Suddenly, the plane hits an air pocket and an uncontrollable wave of nausea passes through the little guy.

He can’t hold it in any longer and he pukes all over the big guy’s chest.

About five minutes later the big guy wakes up, looks down, and sees the vomit all over him.

“So,” says the little guy, “are you feeling better now?”

A woman and a lawyer were seated next to each other on a flight. The lawyer asked if she would like to play a fun game.

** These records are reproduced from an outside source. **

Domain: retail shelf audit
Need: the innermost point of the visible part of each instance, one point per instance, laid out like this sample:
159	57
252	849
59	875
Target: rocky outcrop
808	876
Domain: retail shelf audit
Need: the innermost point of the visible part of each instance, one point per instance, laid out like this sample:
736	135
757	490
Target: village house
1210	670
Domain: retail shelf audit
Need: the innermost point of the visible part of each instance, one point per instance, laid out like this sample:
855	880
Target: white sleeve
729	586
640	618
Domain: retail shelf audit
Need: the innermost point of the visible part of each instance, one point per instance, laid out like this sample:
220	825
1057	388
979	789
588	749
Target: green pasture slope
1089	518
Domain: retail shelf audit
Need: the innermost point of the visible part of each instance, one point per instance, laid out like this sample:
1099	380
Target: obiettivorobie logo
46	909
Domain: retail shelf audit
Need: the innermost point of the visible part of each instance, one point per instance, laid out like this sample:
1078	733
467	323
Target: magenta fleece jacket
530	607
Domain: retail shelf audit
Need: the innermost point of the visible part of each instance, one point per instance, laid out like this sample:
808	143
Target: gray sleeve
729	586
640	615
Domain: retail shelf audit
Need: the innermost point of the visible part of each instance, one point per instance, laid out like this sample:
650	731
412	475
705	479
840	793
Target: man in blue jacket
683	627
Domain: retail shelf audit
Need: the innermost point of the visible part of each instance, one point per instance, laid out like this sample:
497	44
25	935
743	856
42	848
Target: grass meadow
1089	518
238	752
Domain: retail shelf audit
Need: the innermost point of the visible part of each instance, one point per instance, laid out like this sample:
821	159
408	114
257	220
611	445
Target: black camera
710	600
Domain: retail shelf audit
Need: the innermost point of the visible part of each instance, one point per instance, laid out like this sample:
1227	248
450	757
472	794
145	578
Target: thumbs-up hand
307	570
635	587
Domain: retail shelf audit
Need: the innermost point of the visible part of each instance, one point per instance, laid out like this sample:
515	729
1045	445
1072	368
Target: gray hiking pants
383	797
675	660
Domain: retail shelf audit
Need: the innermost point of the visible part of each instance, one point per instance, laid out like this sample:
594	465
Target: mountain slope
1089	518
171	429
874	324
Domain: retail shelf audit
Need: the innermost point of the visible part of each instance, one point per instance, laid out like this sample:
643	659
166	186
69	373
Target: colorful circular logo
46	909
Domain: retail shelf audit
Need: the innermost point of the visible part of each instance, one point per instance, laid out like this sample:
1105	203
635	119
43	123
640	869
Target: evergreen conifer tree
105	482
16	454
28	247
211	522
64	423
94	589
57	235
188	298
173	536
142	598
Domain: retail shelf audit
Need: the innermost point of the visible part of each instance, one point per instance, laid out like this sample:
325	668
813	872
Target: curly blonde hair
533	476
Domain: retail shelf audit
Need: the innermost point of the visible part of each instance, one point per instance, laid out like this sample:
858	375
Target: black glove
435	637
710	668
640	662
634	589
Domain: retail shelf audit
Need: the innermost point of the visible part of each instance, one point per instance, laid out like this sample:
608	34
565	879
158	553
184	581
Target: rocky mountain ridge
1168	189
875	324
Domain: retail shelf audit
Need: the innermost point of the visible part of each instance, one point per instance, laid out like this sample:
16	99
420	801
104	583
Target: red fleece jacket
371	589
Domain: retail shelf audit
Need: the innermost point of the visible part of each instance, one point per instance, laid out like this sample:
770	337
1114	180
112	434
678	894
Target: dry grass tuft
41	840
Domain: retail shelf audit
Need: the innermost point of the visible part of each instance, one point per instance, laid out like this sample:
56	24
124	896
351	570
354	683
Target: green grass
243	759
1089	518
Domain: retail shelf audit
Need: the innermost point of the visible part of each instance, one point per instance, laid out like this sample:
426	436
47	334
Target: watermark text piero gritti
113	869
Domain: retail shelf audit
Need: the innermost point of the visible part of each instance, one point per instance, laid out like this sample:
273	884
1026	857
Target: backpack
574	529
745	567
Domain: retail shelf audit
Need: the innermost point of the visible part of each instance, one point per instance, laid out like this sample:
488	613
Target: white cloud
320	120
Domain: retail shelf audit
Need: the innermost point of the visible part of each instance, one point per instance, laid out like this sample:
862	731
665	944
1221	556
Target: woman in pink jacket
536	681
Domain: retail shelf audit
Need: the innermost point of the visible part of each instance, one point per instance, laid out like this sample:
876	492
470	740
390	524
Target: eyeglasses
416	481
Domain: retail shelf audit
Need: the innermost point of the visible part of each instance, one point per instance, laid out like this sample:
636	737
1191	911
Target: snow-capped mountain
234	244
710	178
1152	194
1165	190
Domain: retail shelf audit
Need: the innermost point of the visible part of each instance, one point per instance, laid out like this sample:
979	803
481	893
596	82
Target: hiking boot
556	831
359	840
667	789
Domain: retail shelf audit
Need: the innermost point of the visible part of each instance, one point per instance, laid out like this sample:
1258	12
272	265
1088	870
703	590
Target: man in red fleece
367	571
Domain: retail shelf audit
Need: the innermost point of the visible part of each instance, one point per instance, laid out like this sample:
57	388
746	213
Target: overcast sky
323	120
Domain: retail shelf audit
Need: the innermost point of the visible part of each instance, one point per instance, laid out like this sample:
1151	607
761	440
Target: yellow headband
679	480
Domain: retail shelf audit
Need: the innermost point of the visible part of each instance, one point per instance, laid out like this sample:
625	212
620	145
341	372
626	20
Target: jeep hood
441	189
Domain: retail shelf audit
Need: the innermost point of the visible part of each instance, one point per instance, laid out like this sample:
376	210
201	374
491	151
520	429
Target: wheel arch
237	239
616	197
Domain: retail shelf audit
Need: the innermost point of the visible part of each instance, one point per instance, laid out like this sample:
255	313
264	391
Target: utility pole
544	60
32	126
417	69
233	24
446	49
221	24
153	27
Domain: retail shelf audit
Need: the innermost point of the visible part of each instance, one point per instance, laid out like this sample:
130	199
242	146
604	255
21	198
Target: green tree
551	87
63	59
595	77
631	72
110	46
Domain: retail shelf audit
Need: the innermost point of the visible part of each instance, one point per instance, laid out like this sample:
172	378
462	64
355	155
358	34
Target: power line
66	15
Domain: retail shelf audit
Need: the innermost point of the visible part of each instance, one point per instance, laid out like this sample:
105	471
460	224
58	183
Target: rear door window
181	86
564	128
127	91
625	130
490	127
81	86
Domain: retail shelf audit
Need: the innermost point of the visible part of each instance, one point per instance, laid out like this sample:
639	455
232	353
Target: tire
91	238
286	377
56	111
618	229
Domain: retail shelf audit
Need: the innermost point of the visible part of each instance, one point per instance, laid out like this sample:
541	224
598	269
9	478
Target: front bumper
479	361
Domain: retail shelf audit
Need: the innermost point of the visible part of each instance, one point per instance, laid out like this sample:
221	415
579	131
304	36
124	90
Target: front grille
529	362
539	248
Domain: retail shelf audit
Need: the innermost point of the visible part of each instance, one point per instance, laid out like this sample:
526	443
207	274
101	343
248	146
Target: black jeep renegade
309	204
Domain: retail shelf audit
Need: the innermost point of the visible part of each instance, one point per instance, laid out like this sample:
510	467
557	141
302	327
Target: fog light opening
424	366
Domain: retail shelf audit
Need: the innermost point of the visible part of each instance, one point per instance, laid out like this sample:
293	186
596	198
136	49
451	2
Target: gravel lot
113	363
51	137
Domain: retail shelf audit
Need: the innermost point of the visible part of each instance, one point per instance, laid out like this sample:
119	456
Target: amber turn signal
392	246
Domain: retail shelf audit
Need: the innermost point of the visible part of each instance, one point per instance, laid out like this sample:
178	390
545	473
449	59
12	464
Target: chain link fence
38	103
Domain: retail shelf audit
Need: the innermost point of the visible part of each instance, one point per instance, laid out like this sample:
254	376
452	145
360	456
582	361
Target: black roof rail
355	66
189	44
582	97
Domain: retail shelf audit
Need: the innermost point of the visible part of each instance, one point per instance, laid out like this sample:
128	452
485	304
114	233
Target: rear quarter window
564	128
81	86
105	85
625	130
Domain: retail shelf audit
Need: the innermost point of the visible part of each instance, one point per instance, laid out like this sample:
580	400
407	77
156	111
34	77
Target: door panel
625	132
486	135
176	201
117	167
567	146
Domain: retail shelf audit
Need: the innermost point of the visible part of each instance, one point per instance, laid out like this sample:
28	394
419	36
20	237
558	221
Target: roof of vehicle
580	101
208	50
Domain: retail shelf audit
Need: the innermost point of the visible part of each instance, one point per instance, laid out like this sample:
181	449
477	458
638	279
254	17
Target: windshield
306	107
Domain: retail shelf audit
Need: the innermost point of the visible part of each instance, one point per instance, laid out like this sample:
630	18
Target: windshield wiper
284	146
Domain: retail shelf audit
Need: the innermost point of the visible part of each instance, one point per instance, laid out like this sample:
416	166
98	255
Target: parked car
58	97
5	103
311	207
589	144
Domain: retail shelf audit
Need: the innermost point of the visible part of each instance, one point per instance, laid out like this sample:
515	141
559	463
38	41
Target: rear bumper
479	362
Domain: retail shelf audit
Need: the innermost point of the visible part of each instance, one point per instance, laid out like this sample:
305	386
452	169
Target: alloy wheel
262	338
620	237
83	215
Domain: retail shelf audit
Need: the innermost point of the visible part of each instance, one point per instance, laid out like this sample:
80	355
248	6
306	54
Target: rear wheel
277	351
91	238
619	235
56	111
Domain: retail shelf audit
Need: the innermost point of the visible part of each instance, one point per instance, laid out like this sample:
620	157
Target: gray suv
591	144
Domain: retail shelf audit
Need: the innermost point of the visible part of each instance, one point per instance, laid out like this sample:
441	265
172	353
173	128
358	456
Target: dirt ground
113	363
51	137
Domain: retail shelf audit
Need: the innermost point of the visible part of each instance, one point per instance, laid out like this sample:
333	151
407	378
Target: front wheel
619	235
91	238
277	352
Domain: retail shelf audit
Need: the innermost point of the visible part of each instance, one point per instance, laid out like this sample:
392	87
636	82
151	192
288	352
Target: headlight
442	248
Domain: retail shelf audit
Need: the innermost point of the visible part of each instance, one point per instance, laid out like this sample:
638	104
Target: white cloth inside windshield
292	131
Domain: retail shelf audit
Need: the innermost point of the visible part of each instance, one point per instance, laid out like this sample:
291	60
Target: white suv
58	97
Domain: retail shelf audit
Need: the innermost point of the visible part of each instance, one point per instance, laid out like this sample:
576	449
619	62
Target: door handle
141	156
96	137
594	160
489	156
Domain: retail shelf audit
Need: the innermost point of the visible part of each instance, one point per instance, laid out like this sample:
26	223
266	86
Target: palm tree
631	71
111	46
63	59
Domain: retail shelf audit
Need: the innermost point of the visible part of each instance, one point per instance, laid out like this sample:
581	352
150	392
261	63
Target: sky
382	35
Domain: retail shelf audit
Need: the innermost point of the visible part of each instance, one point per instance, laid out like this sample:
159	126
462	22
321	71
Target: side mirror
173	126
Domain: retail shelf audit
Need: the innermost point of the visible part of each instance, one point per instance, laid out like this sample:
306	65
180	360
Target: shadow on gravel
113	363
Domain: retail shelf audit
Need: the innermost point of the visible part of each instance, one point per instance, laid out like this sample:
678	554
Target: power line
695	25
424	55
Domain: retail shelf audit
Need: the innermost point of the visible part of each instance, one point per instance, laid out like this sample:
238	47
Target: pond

The woman, tired, just wanted to take a nap, politely declined and rolled over to the window to catch a few winks. The lawyer persists and explains that the game is easy and a lot of fun. He explained, “I ask you a question, and if you don’t know the answer, you pay me $5.00, and vice versa.”

Again, she declines and tries to get some sleep.

The lawyer, now agitated, says, “Okay, if you don’t know the answer you pay me $5.00, and if I don’t know the answer, I will pay you $500.00.”

This catches the woman’s attention and, figuring there will be no end to this torment unless she plays, agrees to the game.

The lawyer asks the first question. “What’s the distance from the earth to the moon?”

The woman doesn’t say a word, reaches into her purse, pulls out a $5.00 bill and hands it to the lawyer. “Okay,” says the lawyer, “your turn”.

She asks the lawyer, “What goes up a hill with three legs and comes down with four legs?”

The lawyer, puzzled, takes out his laptop computer and searches all his references, no answer. He taps into the air phone with his modern and searches the net and the library of congress, no answer. Frustrated, he sends e- mail to all his friends and coworkers, to no avail. After an hour, he wakes the woman, and hands her $500.00.

The woman says, “Thank you,” and turns back to get some more sleep.

The lawyer, who is more than a little miffed, wakes the woman and asks, “Well, what’s the answer?”

Without a word, the woman reaches into her purse, hands the lawyer $5.00, and goes back to sleep.